EU nations agreed new rules for bank bailouts or “bail-ins” late Wednesday, to save taxpayers from paying for the rescue of ailing financial institutions, an official said.
“Big step tonight,” EU Commissioner Michel Barnier wrote on Twitter.
“Taxpayers no longer in front line to pay 4 banks mistakes,” he added.
“Banks will have to put money aside for rainy days. We are learning lessons of crisis,” he said after the agreement was reached by representatives of the European Parliament, the European Council — the EU’s executive arm — and the 28 member states.
The aim is to make European banks stronger so that they “can lend to the real economy,” he added.
The new directive will eventually dovetail with the EU’s “Banking Union”, which is currently being hammered out.
All countries now accept the principle that if banks get into difficulty, then it will not be the taxpayer but investors and creditors that bear the costs.

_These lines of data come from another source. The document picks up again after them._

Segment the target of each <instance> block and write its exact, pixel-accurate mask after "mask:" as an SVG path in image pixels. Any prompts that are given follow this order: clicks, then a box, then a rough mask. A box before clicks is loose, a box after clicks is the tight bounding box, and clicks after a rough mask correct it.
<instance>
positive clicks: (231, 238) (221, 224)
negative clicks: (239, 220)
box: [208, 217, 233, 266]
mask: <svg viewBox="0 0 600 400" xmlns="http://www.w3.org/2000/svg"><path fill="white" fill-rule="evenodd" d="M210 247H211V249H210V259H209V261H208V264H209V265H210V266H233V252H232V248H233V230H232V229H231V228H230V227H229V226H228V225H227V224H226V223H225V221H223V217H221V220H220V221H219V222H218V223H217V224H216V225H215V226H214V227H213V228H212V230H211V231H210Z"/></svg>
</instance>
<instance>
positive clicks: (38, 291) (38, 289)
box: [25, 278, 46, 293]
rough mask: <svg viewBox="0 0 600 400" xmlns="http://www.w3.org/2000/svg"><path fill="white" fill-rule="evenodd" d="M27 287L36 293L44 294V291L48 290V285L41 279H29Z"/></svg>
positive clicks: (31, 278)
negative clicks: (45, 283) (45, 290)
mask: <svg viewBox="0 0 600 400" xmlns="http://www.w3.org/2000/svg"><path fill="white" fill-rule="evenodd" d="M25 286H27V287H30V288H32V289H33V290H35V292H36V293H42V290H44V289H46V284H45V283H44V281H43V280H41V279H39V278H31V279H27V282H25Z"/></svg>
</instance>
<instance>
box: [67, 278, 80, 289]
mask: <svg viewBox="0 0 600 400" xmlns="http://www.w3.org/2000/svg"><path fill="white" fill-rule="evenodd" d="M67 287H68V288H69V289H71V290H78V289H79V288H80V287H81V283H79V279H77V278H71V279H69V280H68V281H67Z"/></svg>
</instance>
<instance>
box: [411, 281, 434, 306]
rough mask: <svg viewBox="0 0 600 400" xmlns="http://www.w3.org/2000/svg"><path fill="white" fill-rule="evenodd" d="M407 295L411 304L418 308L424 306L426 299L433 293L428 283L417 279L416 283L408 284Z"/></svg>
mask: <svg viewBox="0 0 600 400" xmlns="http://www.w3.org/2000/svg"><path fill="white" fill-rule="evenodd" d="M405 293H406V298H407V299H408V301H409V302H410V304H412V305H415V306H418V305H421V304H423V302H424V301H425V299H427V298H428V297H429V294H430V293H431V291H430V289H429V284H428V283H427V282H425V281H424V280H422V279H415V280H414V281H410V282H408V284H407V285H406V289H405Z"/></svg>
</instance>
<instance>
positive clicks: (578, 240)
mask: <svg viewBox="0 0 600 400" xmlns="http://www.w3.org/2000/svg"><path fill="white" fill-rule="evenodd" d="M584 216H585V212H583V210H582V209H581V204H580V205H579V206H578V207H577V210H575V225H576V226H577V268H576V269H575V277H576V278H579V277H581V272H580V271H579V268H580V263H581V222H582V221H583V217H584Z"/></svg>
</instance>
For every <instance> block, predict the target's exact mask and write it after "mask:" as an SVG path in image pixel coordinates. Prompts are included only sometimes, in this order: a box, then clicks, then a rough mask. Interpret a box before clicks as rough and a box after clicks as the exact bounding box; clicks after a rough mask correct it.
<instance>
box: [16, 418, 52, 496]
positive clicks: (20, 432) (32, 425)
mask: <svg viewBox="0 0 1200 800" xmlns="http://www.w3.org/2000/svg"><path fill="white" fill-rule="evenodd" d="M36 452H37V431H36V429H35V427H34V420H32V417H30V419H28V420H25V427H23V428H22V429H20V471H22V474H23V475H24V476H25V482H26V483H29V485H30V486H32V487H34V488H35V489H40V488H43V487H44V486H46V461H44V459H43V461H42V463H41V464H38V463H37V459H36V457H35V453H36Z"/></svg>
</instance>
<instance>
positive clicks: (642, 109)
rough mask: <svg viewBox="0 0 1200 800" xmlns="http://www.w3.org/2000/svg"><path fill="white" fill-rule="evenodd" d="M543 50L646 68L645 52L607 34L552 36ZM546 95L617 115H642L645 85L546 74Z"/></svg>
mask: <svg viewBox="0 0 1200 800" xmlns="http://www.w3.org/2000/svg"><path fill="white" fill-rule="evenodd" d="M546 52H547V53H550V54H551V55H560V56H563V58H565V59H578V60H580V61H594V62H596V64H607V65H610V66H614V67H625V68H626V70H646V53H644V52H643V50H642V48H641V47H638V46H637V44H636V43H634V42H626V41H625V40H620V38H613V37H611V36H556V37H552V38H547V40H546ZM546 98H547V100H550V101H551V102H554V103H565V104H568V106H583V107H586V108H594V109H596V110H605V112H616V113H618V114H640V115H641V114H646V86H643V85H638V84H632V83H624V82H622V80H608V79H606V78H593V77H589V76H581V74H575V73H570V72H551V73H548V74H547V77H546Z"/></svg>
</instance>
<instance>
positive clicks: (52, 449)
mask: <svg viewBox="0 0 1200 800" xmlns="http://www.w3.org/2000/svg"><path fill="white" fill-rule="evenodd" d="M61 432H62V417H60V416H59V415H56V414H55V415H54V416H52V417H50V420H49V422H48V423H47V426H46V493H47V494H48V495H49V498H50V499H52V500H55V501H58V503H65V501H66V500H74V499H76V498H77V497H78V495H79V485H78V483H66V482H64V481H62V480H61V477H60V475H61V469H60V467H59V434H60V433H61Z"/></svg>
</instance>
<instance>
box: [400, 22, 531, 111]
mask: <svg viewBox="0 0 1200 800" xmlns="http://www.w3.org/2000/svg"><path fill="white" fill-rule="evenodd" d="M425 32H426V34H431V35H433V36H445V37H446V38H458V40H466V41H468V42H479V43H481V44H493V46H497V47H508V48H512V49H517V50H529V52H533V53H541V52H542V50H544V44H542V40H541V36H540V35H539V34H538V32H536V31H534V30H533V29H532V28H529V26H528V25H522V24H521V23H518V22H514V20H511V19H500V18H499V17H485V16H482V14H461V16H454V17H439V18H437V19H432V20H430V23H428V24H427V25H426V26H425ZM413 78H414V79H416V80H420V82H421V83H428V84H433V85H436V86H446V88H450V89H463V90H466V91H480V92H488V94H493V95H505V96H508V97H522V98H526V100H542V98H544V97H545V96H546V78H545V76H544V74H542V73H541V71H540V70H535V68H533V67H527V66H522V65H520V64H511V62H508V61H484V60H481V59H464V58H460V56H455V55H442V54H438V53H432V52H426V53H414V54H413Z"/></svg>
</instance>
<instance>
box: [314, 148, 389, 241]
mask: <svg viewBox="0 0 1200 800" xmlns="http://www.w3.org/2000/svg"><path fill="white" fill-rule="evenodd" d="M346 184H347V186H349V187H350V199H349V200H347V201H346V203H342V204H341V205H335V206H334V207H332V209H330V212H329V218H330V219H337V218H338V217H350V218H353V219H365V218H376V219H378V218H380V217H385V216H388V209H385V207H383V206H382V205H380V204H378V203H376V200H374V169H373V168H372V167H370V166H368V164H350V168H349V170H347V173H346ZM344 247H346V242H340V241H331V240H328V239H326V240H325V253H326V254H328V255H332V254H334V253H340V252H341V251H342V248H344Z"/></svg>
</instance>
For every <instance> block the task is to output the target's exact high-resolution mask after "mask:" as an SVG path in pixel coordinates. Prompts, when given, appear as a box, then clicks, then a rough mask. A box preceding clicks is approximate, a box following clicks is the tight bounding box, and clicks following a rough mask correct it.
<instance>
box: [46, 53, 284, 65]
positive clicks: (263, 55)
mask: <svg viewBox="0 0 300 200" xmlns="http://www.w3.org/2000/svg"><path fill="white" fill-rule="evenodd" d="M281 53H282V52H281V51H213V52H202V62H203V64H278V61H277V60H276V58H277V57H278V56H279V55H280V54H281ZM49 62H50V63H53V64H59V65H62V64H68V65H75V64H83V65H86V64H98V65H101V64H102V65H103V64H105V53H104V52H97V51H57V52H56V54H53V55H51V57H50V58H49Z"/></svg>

But differences remain as to how to put that into practice.
EU ministerial talks in Brussels on Tuesday focused on a so-called Single Resolution Mechanism (SRM) that would step in to close a bank at risk before it could do too much damage to the wider economy.
The SRM would have a pot of cash at its disposal — funded eventually by the banks themselves — to cover the cost involved so the taxpayer does not have to pick up the bill.
The SRM would follow an already agreed Single Supervisory Mechanism that the European Central Bank will run to oversee the top 130 or so eurozone banks directly, and thousands more indirectly via national authorities.
While all agree in principle, the political issues are fraught since the new system would effectively hand control of national banks to the EU.